American Medical Response fired Souza a few weeks later.

In response, the Teamsters filed an unfair labor practice charge at the NLRB regional office in Hartford last January. The office opened an investigation into the charge and ultimately filed a complaint against American Medical Response, marking the first time the agency has argued that employees’ conversations about work conditions, known as “concerted activity,” is protected on social networks.

But American Medical Response argues that Souza was fired because of complaints about her behavior on the job, not because of the negative Facebook posts.

Fired for patient care complaints
“AMR has consistently argued that Ms. Souza was fired because of serious patient care complaints that they had received in 2009. They received complaints about her care on two separate occasions within a 10-day period,” said John Barr, the attorney representing American Medical Response. “The Facebook issue is mentioned in the termination letter... but we’re saying she would have been terminated regardless.”

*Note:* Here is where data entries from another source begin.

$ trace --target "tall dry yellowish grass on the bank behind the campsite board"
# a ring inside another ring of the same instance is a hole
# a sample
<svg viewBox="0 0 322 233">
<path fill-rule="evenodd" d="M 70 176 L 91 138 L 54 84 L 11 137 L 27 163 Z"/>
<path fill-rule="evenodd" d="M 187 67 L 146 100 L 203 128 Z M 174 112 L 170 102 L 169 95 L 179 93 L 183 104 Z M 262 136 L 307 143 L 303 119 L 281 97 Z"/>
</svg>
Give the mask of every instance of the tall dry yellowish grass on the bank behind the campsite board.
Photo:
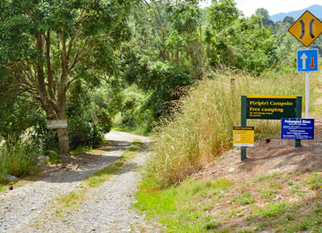
<svg viewBox="0 0 322 233">
<path fill-rule="evenodd" d="M 145 177 L 157 186 L 178 183 L 232 148 L 233 125 L 240 125 L 241 96 L 304 96 L 304 77 L 254 78 L 216 75 L 192 87 L 172 120 L 157 127 Z M 303 104 L 304 105 L 304 104 Z M 278 133 L 279 121 L 248 121 L 259 137 Z"/>
</svg>

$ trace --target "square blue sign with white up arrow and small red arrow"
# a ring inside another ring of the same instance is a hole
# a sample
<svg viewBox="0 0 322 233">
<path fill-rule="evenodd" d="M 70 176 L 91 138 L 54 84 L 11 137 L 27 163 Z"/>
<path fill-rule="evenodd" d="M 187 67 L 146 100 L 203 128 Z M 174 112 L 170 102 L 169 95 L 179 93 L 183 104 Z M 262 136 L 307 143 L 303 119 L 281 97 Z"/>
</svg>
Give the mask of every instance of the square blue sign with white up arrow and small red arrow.
<svg viewBox="0 0 322 233">
<path fill-rule="evenodd" d="M 318 49 L 297 51 L 297 71 L 318 71 Z"/>
</svg>

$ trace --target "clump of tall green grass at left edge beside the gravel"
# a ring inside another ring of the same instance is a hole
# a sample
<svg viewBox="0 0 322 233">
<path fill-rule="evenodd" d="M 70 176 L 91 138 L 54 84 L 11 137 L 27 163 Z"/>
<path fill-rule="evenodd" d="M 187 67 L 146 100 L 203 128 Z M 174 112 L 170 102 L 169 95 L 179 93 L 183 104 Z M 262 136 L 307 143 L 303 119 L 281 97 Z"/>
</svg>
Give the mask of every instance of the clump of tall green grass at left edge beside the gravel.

The complaint did note that the company’s employee handbook says workers “are prohibited from making disparaging, discriminatory or defamatory comments when discussing the company or the employee’s superiors, co-workers and/or competitors.”

In this case, the NLRB is arguing that that employers cannot prohibit workers from bashing employment conditions with their peers on social networks even if the company has an established social media policy, like American Medical Response did. The case is expected to have reverberations throughout corporate America.

“You can’t have policies that restrict people from talking about protected concerted activity and that creates heartburn for some employers,” said Reid Bowman, general counsel for ELT Inc., a San Francisco-based provider of online workplace compliance training. “This case is in a unionized setting and there was a unionized worker, but it’s a huge wake-up call to your non-unionized employers that you can have employees posting things on Facebook and that’s protected concerted activity.”

Legal experts agree that talking about your boss and employment conditions with colleagues has long been protected speech and will continue to be even if these conversations move to social networks.

“This is a very ordinary, garden variety case that comes up countless times under the law,” said Stanford Law professor William Gould, the former chairman of the NLRB during the Clinton Administration. “For the life of me, I don’t see what it is about Facebook that would make this [speech] unprotected. The [social] network is a more effective way of getting the message to more people, but I think that simply that it’s more effective and can reach a larger audience doesn’t make it unprotected.”